- Origin: New Orleans, Louisiana
- Genres: Mardi Gras Indian music, funk
- Years active: 1976

= The Wild Tchoupitoulas =

Group of Mardi Gras Indians

The Wild Tchoupitoulas were originally a group of Mardi Gras Indians formed in the early 1970s by George "Big Chief Jolly" Landry. Landry, with his self-identified Choctaw heritage, had been an active performer in the Mardi Gras Indian styling for a number of years. The group is named after the Tchoupitoulas tribe who also gave their name to Tchoupitoulas Street.

With help from local New Orleans musicians the Meters, the Wild Tchoupitoulas recorded an eponymous album, which featured the "call-and-response" style chants typical of Mardi Gras Indians.
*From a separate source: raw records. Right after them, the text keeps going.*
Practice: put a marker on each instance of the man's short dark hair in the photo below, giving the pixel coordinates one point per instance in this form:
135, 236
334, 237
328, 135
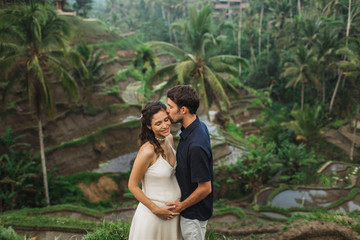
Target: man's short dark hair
185, 96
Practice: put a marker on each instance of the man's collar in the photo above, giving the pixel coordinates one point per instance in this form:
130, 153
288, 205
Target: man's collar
185, 132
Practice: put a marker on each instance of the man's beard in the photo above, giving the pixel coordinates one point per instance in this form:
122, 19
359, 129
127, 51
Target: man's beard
180, 120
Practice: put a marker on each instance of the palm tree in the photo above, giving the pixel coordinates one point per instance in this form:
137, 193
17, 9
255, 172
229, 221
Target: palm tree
307, 125
326, 44
194, 66
94, 76
300, 70
34, 47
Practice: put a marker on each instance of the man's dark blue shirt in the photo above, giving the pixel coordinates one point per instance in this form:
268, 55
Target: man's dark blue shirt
194, 165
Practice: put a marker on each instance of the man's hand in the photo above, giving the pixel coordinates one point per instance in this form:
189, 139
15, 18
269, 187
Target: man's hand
177, 206
166, 213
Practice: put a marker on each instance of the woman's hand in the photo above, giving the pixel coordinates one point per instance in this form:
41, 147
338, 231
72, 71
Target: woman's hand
166, 213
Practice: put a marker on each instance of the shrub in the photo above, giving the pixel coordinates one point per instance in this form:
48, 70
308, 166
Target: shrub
8, 234
110, 231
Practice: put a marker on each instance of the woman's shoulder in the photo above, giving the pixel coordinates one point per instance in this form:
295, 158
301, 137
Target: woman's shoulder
170, 138
147, 150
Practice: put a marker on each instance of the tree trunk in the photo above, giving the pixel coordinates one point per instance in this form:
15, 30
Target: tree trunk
348, 23
324, 88
335, 91
168, 20
302, 95
353, 137
260, 25
43, 162
239, 37
253, 58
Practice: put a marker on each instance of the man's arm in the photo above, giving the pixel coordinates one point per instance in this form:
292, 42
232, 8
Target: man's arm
201, 192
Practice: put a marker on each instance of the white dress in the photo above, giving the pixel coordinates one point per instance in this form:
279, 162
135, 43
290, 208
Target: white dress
160, 186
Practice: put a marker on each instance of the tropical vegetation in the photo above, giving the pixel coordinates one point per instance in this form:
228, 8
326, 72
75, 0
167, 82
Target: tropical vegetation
298, 60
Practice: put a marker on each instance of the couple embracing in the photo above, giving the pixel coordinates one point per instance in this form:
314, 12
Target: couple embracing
176, 199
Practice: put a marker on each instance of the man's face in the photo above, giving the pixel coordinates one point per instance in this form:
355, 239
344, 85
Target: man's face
174, 112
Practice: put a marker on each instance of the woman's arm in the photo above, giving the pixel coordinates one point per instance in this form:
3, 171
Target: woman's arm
145, 157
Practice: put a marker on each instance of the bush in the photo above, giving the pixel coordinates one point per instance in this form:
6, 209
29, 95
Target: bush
8, 234
110, 231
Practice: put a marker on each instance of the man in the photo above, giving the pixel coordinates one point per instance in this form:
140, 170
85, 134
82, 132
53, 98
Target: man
194, 171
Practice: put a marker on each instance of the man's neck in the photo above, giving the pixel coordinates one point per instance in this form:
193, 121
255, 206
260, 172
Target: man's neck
188, 119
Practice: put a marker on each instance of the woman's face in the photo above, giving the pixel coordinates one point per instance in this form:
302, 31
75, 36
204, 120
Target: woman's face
160, 124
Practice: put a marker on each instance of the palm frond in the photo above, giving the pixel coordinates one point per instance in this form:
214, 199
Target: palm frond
36, 71
168, 70
183, 70
171, 49
216, 85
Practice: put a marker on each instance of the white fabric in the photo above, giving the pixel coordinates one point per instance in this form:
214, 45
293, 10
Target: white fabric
160, 185
192, 229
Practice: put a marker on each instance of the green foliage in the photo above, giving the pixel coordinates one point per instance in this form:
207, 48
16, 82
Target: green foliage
234, 131
18, 175
297, 164
82, 7
256, 163
110, 231
308, 125
9, 234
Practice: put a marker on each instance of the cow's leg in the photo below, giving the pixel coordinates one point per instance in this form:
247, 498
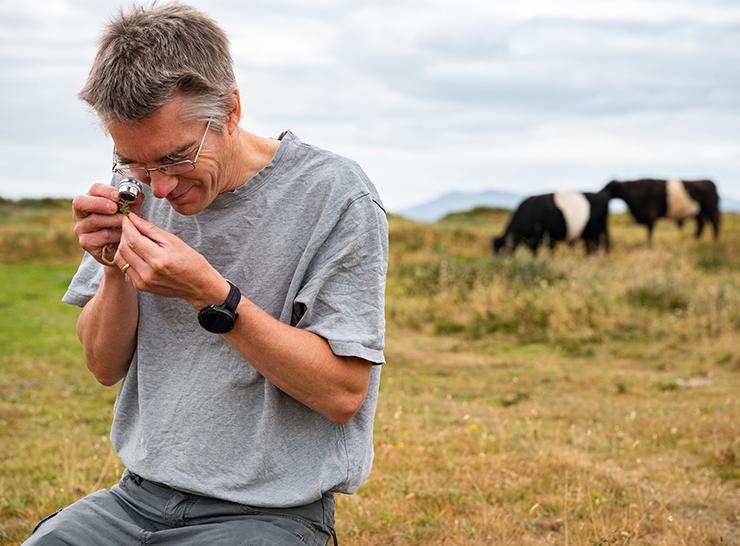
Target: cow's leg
714, 218
534, 245
699, 226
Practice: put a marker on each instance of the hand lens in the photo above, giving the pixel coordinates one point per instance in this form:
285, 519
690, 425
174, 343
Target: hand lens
128, 190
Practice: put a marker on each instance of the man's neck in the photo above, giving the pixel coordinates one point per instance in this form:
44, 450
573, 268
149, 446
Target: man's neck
251, 154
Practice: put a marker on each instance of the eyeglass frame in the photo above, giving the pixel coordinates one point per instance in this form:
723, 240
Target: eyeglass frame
125, 169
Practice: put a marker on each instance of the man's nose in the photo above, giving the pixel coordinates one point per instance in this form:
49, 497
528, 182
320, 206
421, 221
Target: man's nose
161, 184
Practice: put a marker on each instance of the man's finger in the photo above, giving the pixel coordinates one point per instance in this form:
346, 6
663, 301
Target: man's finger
138, 242
148, 229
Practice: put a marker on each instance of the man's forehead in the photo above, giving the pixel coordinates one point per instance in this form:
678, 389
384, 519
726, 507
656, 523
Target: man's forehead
148, 144
164, 133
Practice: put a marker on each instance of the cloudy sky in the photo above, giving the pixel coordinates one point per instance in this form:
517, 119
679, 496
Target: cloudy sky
429, 96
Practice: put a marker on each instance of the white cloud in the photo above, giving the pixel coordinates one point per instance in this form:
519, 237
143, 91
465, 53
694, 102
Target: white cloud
427, 95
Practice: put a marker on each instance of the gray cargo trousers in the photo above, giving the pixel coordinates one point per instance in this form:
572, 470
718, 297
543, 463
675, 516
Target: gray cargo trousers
140, 512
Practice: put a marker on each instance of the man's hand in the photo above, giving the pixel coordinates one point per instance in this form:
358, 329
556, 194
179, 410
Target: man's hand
163, 264
97, 223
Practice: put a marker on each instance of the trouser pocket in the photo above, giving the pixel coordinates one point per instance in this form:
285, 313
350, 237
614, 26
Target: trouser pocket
47, 518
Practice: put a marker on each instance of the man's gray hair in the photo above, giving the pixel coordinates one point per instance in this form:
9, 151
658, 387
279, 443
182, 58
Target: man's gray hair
148, 56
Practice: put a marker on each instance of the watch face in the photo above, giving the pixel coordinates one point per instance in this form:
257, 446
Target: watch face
218, 321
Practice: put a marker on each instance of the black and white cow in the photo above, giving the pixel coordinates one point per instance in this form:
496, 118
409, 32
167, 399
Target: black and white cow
650, 198
552, 217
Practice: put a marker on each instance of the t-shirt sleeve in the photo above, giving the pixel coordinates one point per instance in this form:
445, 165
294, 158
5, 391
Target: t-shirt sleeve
343, 295
85, 283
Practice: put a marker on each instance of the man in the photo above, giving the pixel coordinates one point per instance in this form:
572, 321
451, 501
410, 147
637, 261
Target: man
245, 403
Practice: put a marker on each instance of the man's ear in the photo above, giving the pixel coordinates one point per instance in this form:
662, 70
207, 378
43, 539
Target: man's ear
232, 119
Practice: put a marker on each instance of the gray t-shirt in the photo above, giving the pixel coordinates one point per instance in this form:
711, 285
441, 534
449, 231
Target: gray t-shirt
306, 239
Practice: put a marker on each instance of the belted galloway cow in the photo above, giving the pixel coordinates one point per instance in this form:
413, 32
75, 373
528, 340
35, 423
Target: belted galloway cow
553, 217
651, 198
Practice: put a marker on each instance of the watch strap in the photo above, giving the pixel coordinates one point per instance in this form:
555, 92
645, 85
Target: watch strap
232, 300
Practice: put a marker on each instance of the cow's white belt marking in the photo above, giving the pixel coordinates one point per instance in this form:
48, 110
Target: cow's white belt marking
680, 203
576, 210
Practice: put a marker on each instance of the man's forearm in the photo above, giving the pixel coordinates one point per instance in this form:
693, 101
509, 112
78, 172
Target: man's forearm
107, 328
301, 363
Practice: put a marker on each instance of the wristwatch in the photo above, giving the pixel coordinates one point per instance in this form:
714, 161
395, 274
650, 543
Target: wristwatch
220, 319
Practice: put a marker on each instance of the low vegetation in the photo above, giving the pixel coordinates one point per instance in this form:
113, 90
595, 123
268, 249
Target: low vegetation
526, 400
Vocals were provided by Landry, as well as other members of his Mardi Gras tribe. Instrumentation was provided in part by members of the Meters. The album also notably featured Landry's nephews, the Neville Brothers, providing harmonies and some of the instrumentation. The album was produced by famed New Orleans writer-musician-producer Allen Toussaint.

While not a financial success, the album and The Wild Tchoupitoulas' style was well received critically and the experience working with them encouraged the four Neville brothers to continue performing together as a group.